Delaying Standby Database Recovery

Standby databases have been both bane and boon to DBAs. The boon is the ability to quickly recover from a Primary database failure by failing over to the Standby essentially allowing the business to “pick up where they left off” when the unthinkable happens. The bane, many times, is errant transactions which compromise the production data on the Primary side.

Given that, in most Standby or Data Guard installations, the lag period between Primary and Standby is no more than the time it takes to switch logs, this can be far too short of an interval for the DBA to respond to prevent the responsible insert/update/delete from being applied at the Standby site.

Jump ahead:

Standby is a data recovery linchpin.

Delaying Standby recovery saves the day.

Can multiple Standby databases have different delay settings?

Should delaying Standby recovery be a standard practice?

Yes, such a scenario can be a rare occurrence but it’s not beyond the realm of possibility. Compound that with customers using a Standby database as a near-real-time reporting database and the situation gets more complicated.

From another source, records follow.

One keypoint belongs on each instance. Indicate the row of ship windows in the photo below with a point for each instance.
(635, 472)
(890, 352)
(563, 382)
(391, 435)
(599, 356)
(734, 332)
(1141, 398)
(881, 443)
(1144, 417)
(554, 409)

What’s a DBA to do? Let’s examine this scenario and see what possible options DBAs have at their disposal.

Standby is a data recovery linchpin.

Standby databases, whether or not they are managed via Data Guard, have been key components in most Disaster Recovery configurations. All data flowing into or out of the Primary is systematically replicated to one or more Standby databases by configuring Standby redo logs (version 11 and later) or redo transport (all versions).

Let’s look at that last statement in more detail.

When Standby redo logs were introduced, the behavior changed for the standard alter database recover managed Standby database disconnect from session; statement that Oracle automatically uses the Standby redo logs for transaction information.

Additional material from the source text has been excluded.